Ocga Illegal Gambling Meaning
Plaintiffs nonetheless assert that the activity in question constitutes an illegal lottery, thus is 'commercial gambling' under OCGA § 16-12-22(a)(6) of Georgia's Criminal Code, and therefore, OCGA § 13-8-3 provides them the right to assert a civil cause of action. Even assuming the activity constitutes an illegal lottery under Georgia law,[2] there was no gambling contract and it follows no 'gambling consideration' for purposes of recovery under OCGA § 13-8-3. See Martin, supra; Thompson, supra, 74 Ga.App. at 427, 39S.E.2d720 (§ 20-505, predecessor to OCGA § 13-8-3, did not authorize recovery of money paid out or lost in operation of lottery).
Nor do we accept plaintiffs' suggestion that the minor alteration in the language of OCGA § 13-8-3(b) from 'gaming consideration' to 'gambling consideration' constituted a change which would abrogate all previous authority interpreting the statute.

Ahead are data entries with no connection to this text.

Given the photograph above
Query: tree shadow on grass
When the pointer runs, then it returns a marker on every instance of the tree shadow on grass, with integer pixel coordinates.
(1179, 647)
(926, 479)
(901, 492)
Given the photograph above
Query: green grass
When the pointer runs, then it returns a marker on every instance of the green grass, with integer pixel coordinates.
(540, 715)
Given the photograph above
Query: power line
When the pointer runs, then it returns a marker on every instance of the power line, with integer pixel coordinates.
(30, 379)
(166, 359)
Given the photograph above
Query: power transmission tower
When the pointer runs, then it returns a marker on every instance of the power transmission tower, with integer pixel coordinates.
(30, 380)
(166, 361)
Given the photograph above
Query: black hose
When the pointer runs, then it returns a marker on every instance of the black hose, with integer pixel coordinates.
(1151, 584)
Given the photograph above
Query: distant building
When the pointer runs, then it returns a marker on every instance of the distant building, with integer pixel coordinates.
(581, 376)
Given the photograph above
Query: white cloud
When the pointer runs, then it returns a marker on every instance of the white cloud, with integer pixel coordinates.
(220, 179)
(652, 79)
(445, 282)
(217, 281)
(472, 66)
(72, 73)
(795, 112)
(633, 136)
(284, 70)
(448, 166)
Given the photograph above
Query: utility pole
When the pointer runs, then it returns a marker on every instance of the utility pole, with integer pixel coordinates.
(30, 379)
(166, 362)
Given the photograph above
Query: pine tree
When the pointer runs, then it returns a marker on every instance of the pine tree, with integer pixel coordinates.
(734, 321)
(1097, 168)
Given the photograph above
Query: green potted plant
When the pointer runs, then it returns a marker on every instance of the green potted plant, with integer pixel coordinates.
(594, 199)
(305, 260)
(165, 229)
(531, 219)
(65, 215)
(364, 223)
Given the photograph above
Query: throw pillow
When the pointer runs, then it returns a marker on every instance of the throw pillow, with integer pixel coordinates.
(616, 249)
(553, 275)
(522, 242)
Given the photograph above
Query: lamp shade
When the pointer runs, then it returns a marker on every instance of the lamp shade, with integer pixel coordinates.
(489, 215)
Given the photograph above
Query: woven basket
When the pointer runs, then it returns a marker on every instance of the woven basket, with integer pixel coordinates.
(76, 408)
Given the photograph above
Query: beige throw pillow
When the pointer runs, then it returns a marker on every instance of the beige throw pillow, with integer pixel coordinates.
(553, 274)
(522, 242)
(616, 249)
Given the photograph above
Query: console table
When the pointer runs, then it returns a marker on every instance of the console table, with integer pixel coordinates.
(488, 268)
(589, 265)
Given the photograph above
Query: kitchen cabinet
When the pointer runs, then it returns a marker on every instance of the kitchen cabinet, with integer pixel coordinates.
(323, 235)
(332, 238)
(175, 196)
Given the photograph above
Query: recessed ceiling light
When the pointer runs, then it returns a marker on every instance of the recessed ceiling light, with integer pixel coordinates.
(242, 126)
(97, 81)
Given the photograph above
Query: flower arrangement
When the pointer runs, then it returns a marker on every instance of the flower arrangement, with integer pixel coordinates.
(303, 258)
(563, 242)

Nothing in the Code suggests that the change from 'gaming' to 'gambling' was intended to broaden the reach of the civil recovery statute. Indeed, the change is minor. See Black's Law Dictionary which defines 'gaming' as 'the practice or act of gambling.' The 1982 Legislature (and subsequent bodies), with knowledge of the foregoing authority, could have modified OCGA § 13-8-3(b) to expressly include lotteries within its scope; however, it did not do so. Thus, we are guided by the statement of legislative intent in OCGA § 1-1-2 which provides: '[e]xcept as otherwise specifically provided . . . the enactment of this Code . . . is not intended to alter the substantive law in existence.'
Accordingly, we hold that OCGA § 13-8-3(b) does not authorize the filing of a civil suit to recover the text message fees paid by plaintiffs in this case.
Question answered.
All the Justices concur.
NOTES
[1] It was conceded at oral argument that defendants no longer offer the Lucky Case Game to residents of Georgia.
[2] Although we do not reach the question of whether the activity involved in this case constitutes a 'lottery,' we note that the law has consistently excluded lotteries from the scope of OCGA § 13-8-3(b) and its predecessor statutes and Acts. See Lasseter v. O'Neil, supra at 829, 135S.E.78 (Acts of 1764 and 1765 'did not authorize suits to recover money . . . paid out on account of losses by lotteries or transactions in the nature of lotteries'); Thompson v. Ledbetter, 74 Ga.App. 427, 39S.E.2d720 (1946) (Code did not authorize suits for recovery of money paid on account of lotteries); Moore v. Atlanta Athletic Club, 79 Ga.App. 41, 52S.E.2d628 (1949) (applying Thompson).